Even though the healthcare industry is more likely to suffer from a data breach than other sectors, a recent study found that fewer patients were severely impacted by a large scale security issue in 2012 than in previous years.
Without a comprehensive disaster recovery plan that accounts for proper training for all medical facility employees, any organization of any size could be severely hindered from a data breach.
Redspin, a California-based IT security audit firm found that in 2012, 146 total breaches impacting 500 or more individuals were reported, up from 121 in 2011. However, the number of patient records that were impacted was roughly 2.4 million, which is significantly less than the 10.6 million patient records impacted in 2011.
“We believe the privacy and security safeguards envisioned in the HITECH Act implemented and enforced by [the U.S. Department of Health and Human Services’ Office for Civil Rights], and recently codified in the HIPAA Omnibus Rule, are having a positive impact,” the report’s authors said. “Standing still is no longer an option.”
The authors added that the fact that institutions that do not remain HIPAA compliant could face severe fines is also playing a role in ensuring that organizations remain diligent in keeping information secure. Additionally, with bring-your-own-device (BYOD) trends becoming more popular, the amount of protected health information being taken from a laptop or other mobile device only decreased from 39 percent to 38 percent in that time frame.

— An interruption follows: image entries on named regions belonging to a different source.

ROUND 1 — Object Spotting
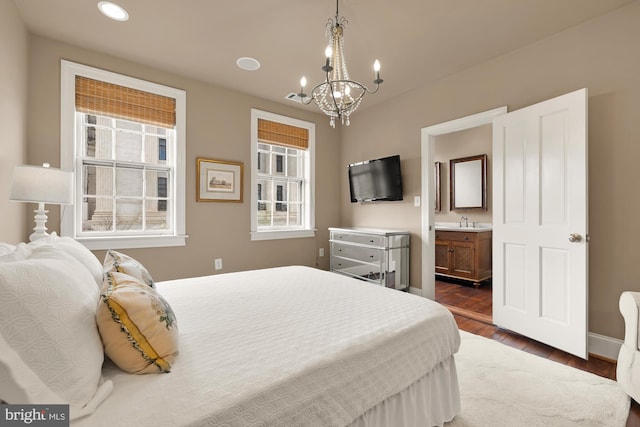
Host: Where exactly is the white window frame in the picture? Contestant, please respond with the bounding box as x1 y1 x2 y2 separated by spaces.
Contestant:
60 60 188 250
251 108 316 240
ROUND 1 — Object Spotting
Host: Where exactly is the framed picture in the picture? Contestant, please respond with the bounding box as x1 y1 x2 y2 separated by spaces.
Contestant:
196 158 243 203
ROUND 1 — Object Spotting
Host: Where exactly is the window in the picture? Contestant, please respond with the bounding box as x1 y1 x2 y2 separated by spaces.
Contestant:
61 61 186 249
158 138 167 160
251 110 315 240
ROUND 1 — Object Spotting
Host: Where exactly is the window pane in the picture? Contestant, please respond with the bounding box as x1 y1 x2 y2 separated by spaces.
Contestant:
258 202 273 227
147 210 170 230
271 153 284 175
258 153 269 173
82 126 113 159
116 167 142 197
82 197 113 231
145 199 171 230
83 165 113 197
289 182 302 202
145 170 169 197
116 130 142 162
287 156 299 177
116 199 142 231
287 203 301 227
273 208 287 227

According to the researchers, they expect medical facilities to continue to have issues with device security. While 18 months ago it was more rare to have employees transporting data back and forth, BYOD is now commonplace.
While the authors added that strict enforcement of the law is likely to keep healthcare organizations in line, hospitals and medical facilities can greatly benefit from partnering with business continuity consultants. These professionals can help institutions create a thorough disaster recovery plan, so they can properly recovery from a data breach.